Revenue dropped from $64 million in 2022 to $45 million in 2023 amid quality complaints and public disputes. VDC countersued, claiming Donaldson breached contract obligations and sabotaged the brand through negative tweets. Court documents revealed Donaldson owned 50% of MrBeast Burger but lacked operational control, leading to frustration over customer complaints about undercooked food and incorrect orders.
Meanwhile, Donaldson's candy brand Feastables generated over $200 million in revenue during 2024 and remained profitable. His parent company Beast Industries raised $200 million in fresh funding from a crypto company and achieved a $5 billion valuation in 2024. The MrBeast Burger lawsuit could proceed to trial later this year.
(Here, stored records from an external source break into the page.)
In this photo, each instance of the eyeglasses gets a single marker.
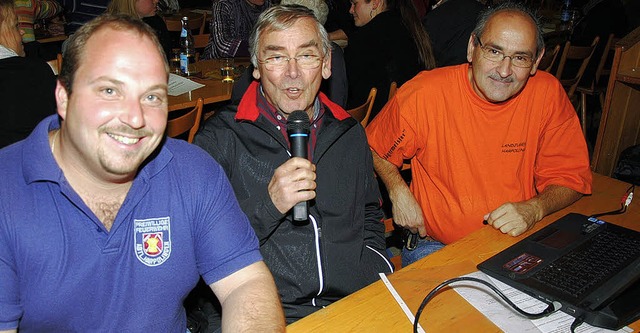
(279, 62)
(518, 60)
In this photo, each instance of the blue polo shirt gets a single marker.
(61, 271)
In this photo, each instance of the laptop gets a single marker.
(590, 266)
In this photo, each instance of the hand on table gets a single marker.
(514, 218)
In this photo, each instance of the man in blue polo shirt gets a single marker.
(105, 224)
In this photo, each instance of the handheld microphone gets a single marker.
(298, 130)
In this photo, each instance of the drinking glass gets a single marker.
(226, 69)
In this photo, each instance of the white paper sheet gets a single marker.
(507, 319)
(179, 85)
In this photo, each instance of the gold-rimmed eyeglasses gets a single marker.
(492, 54)
(279, 62)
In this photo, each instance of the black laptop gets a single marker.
(590, 266)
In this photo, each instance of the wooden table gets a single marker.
(214, 89)
(373, 309)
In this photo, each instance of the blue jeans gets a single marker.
(424, 248)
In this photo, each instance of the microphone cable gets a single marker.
(551, 308)
(626, 201)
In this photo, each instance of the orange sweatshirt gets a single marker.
(469, 156)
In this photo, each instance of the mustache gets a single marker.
(508, 79)
(127, 131)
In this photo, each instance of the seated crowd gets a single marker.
(130, 214)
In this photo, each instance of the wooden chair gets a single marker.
(549, 59)
(596, 87)
(392, 89)
(397, 259)
(188, 122)
(572, 52)
(583, 53)
(361, 113)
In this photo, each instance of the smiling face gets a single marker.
(512, 33)
(292, 88)
(116, 116)
(10, 34)
(361, 11)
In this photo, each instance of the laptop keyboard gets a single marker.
(588, 265)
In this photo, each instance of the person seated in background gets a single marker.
(340, 247)
(339, 21)
(335, 87)
(449, 25)
(27, 85)
(145, 10)
(79, 12)
(231, 24)
(390, 45)
(129, 218)
(29, 11)
(493, 141)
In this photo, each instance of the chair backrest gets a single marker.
(56, 64)
(572, 52)
(189, 121)
(549, 58)
(361, 113)
(608, 50)
(196, 21)
(392, 89)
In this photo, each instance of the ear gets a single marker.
(256, 73)
(470, 48)
(62, 99)
(326, 66)
(537, 62)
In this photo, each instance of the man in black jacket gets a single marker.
(341, 248)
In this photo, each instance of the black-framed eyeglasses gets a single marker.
(279, 62)
(492, 54)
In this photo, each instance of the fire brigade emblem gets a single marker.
(152, 240)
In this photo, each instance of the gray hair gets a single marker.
(319, 7)
(510, 7)
(279, 18)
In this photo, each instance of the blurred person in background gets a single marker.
(27, 85)
(147, 11)
(231, 24)
(449, 25)
(390, 45)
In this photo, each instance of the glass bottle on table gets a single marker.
(565, 15)
(187, 51)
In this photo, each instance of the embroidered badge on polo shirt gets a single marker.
(152, 240)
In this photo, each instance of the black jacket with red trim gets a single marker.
(342, 247)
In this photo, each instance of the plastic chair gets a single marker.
(361, 113)
(188, 122)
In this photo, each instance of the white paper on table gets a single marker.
(501, 314)
(179, 85)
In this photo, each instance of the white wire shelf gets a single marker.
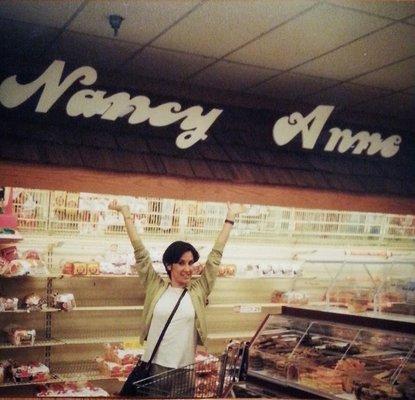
(24, 311)
(82, 308)
(94, 338)
(233, 305)
(87, 215)
(52, 379)
(73, 372)
(109, 308)
(101, 339)
(231, 335)
(38, 343)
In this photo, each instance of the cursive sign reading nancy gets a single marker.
(194, 124)
(88, 102)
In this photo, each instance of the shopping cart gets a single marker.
(211, 378)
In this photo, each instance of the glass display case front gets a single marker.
(333, 360)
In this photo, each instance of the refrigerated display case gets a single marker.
(333, 360)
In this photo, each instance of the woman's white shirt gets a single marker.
(178, 346)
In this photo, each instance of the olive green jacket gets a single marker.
(198, 289)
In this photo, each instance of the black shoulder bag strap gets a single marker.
(156, 347)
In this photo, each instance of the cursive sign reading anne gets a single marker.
(88, 102)
(310, 127)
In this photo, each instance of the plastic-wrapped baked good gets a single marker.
(31, 372)
(71, 389)
(297, 298)
(68, 268)
(9, 253)
(64, 301)
(19, 336)
(31, 255)
(93, 268)
(8, 303)
(276, 296)
(80, 268)
(33, 302)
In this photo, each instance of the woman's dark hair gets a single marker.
(175, 251)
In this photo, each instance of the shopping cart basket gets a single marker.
(212, 377)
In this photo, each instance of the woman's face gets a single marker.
(181, 272)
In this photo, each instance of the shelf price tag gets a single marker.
(132, 344)
(248, 309)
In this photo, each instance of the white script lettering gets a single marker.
(88, 102)
(310, 127)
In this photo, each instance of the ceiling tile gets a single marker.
(399, 104)
(143, 19)
(229, 75)
(391, 44)
(290, 86)
(165, 64)
(397, 76)
(346, 93)
(390, 9)
(46, 12)
(301, 39)
(24, 39)
(218, 27)
(91, 50)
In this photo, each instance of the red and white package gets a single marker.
(19, 336)
(33, 302)
(8, 303)
(31, 255)
(5, 370)
(9, 253)
(129, 356)
(71, 389)
(31, 372)
(64, 301)
(110, 368)
(4, 266)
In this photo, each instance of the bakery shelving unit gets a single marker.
(78, 227)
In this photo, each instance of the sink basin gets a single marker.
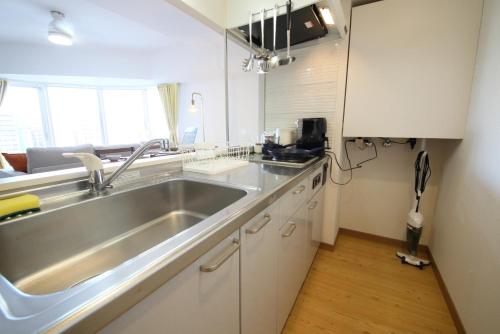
(62, 248)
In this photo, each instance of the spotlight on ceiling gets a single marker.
(58, 34)
(327, 16)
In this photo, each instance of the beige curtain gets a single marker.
(168, 95)
(3, 89)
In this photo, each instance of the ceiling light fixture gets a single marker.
(327, 16)
(57, 33)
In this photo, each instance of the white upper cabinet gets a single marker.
(411, 68)
(238, 10)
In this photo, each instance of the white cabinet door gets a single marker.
(193, 301)
(314, 224)
(259, 260)
(291, 263)
(411, 66)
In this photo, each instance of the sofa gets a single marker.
(48, 159)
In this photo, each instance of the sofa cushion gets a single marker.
(18, 161)
(39, 159)
(9, 173)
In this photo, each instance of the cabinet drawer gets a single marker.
(294, 199)
(259, 259)
(194, 301)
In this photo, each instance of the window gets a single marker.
(49, 115)
(75, 116)
(21, 123)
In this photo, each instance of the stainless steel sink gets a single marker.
(56, 250)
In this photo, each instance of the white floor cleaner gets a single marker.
(415, 222)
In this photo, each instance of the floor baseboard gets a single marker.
(423, 249)
(447, 297)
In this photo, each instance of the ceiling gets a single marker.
(356, 3)
(145, 24)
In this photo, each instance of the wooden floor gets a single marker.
(361, 287)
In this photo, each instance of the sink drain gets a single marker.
(83, 280)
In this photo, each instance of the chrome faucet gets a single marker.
(97, 181)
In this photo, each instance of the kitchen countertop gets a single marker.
(90, 306)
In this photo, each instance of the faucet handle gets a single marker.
(91, 162)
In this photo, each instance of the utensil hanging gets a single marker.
(275, 59)
(248, 63)
(265, 61)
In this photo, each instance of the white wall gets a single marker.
(36, 59)
(380, 195)
(196, 65)
(466, 240)
(244, 98)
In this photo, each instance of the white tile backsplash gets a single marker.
(306, 88)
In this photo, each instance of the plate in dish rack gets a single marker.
(213, 166)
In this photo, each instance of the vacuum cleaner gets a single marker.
(415, 222)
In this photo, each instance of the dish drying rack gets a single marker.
(211, 159)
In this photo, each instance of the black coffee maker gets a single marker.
(312, 134)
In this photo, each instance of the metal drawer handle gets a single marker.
(259, 226)
(290, 231)
(301, 189)
(217, 261)
(313, 205)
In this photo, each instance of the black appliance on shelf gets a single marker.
(310, 143)
(312, 134)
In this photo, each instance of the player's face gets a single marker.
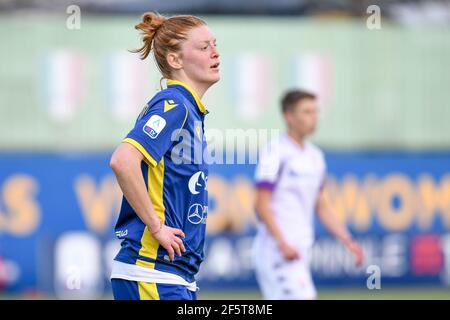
(304, 117)
(200, 56)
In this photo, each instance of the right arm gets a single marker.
(264, 211)
(126, 164)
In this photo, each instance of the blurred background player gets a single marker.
(160, 194)
(290, 182)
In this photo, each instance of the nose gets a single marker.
(215, 53)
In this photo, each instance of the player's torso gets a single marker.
(301, 174)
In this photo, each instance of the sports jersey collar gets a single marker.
(199, 102)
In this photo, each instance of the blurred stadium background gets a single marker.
(69, 91)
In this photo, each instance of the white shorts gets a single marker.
(278, 278)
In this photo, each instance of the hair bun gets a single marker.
(151, 21)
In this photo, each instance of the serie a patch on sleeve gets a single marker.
(154, 126)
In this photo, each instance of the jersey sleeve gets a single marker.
(324, 172)
(152, 133)
(268, 167)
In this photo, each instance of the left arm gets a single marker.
(328, 217)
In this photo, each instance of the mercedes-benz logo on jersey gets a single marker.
(197, 213)
(197, 182)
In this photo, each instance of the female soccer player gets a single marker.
(165, 204)
(290, 187)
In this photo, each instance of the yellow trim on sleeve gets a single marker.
(145, 264)
(148, 291)
(199, 102)
(138, 146)
(155, 182)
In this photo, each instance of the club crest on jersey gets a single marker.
(154, 126)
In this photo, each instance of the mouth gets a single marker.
(215, 66)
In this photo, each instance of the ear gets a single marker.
(288, 117)
(174, 60)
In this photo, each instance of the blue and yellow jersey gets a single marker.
(170, 134)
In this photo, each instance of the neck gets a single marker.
(298, 138)
(199, 88)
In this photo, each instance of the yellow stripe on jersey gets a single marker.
(155, 182)
(148, 291)
(149, 159)
(199, 102)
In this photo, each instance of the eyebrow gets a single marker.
(208, 41)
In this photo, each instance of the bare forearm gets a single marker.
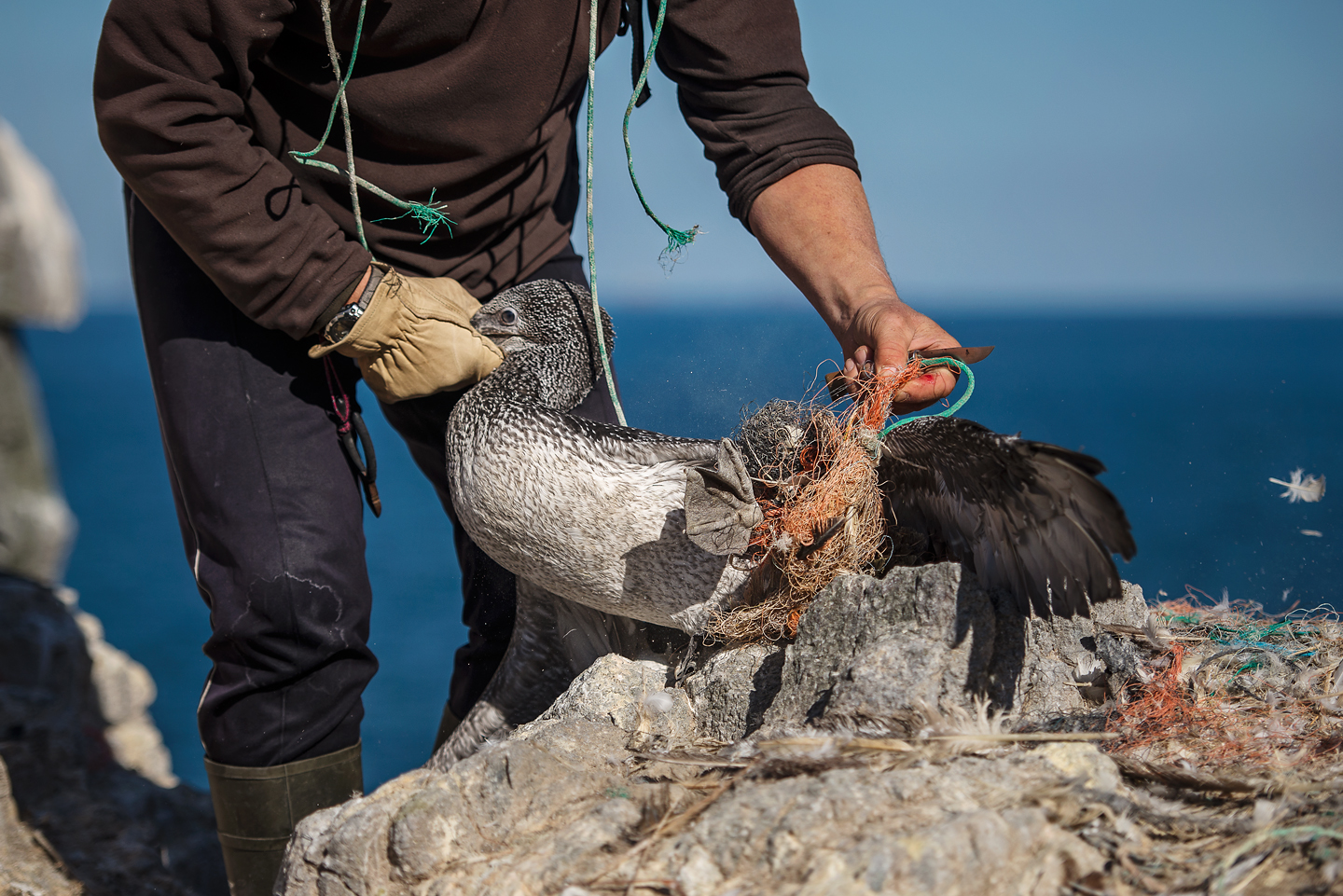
(817, 227)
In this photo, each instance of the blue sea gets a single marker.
(1192, 417)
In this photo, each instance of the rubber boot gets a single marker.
(256, 810)
(446, 725)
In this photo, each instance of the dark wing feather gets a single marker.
(1029, 517)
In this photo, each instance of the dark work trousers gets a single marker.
(271, 515)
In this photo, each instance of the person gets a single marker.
(261, 308)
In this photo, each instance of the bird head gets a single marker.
(546, 332)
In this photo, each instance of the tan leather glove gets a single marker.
(415, 338)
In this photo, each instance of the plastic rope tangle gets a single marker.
(925, 363)
(430, 215)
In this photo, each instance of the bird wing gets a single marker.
(1031, 517)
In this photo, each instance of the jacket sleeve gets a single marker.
(170, 90)
(741, 84)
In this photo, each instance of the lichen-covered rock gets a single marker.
(118, 832)
(613, 783)
(27, 864)
(733, 689)
(869, 651)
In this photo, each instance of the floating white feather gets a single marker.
(1308, 489)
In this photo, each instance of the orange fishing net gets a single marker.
(823, 508)
(1237, 688)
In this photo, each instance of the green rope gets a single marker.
(677, 240)
(429, 216)
(924, 363)
(597, 308)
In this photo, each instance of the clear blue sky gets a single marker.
(1093, 153)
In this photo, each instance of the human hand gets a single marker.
(882, 332)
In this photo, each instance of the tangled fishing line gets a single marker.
(814, 466)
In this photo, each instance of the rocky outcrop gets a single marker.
(772, 768)
(90, 778)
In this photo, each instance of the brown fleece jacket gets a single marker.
(201, 101)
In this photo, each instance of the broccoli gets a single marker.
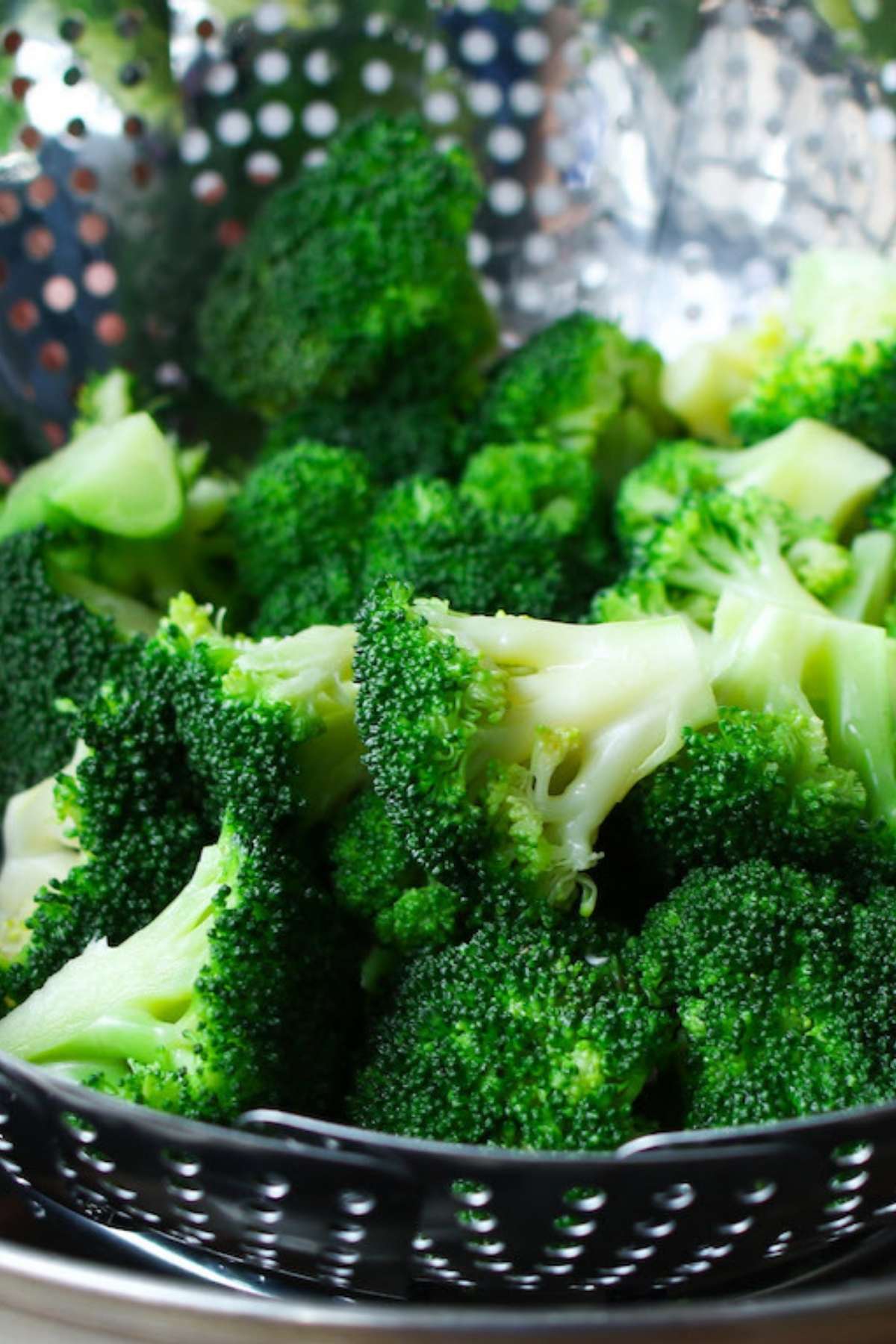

Creator Gabriella Carr launched the 1,000 Rejections Challenge in September 2025, tracking brand campaigns, acting auditions and other opportunities in a red notebook with the goal of collecting 1,000 nos. The 22-year-old actress started the project after struggling with follower loss and failed auditions, reasoning that facing rejection would help her persist. She's collected 86 rejections and 17 yeses so far, landing acting roles, a pageant title and a Dutch passport approval.
The challenge has sparked a social media trend, with microinfluencers tracking job applications, lease negotiations and brand pitches. Carr's Instagram following jumped from 17,000 to over 82,000 as users embrace the anti-perfection approach. Psychotherapist Lynn Lyons notes that avoiding rejection can increase anxiety and isolation, particularly affecting young people online. The challenge reframes failure as progress during resolution season when connection matters most.
Canada's Federal Court shelved an order requiring TikTok to wind down its subsidiary, allowing the company to continue operating while the government conducts a new national security review. The previous November 2024 order under former Prime Minister Justin Trudeau required ByteDance to close TikTok Technology Canada, though it didn't ban the app itself. Industry Minister Melanie Joly will oversee the new review under the Investment Canada Act.
TikTok welcomed the decision, noting the platform serves over 14 million Canadian users and employs hundreds locally. University of Ottawa law professor Michael Geist called the move a reset button on the ban. The development follows Prime Minister Mark Carney's recent visit to China, where he announced a trade detente with President Xi Jinping. TikTok maintains keeping its Canadian operations supports millions in investment and local jobs.